Flood defences need local funding

Future investment in flood defences will require greater contributions from communities and businesses, according to the chief executive of the Environment Agency (EA).

Speaking at the Defra/Environment Agency Flood & Coastal Risk Management conference in Telford in June, Paul Leinster said that local contributions to the funding of flood defences will have to play a greater role in reducing the risk of flood and coastal erosion.

EA spending on flood and coastal risk management is currently at record levels. However, other sources of funding will need to be found to protect communities from increasing risk of flooding and coastal erosion including from changes in climate in future.

Defra says that some communities have already adopted this approach and, with the assistance of the EA and Defra, increased levels of protection against flooding and coastal erosion.

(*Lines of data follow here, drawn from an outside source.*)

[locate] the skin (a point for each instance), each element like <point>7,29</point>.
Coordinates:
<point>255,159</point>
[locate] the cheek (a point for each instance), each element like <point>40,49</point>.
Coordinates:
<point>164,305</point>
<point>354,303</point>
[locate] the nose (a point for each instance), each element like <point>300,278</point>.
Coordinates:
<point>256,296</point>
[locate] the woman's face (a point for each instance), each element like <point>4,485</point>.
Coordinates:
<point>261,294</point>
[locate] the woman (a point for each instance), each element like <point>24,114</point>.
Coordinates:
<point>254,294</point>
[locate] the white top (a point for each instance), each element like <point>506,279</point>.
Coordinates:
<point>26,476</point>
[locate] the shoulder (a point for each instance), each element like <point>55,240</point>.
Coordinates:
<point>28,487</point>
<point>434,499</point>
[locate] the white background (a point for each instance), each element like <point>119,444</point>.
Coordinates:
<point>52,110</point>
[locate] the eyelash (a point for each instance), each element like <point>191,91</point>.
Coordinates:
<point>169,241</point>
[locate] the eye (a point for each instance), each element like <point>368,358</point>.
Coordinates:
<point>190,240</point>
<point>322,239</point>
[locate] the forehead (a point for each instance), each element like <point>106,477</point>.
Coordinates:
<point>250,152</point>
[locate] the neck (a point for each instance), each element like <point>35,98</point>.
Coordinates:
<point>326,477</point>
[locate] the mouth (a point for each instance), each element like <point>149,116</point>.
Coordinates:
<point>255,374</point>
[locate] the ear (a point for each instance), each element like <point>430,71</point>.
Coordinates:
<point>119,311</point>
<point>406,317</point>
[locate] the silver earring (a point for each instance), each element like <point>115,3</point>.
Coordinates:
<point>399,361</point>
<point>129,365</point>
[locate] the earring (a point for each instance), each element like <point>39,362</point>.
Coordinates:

In Hereford, Asda contributed £2M as part of the planning conditions for a supermarket in the town, in addition to constructing 440m of flood defence. The total cost of the scheme was £7.5M and it provides protection to 196 properties.

Leinster said: “The Environment Agency has been given £629m by Defra to reduce flood and coastal risk this year, £21M more than last year.

“We are on track to reduce flood risk to 160,000 properties in England between April 2008 and March 2011 – exceeding our Government target for the period by 15,000.

“Whilst continued government investment in managing the risk of flooding is important, we must now also look at alternative funding streams, including increased contributions from those who will benefit from future defence schemes.

Bob Sargent, director of water environment for Hyder Consulting, welcomed the news. He said: “It’s the way forward. With increased demand and reduced money available, it’s inevitable. It might open up local flood management of flood defences and with investment in flood defence there may be gains in land development opportunities.”

While he saw advantages of tying flood defences in closer with local authority planning, he warned that such arrangements would not work everywhere.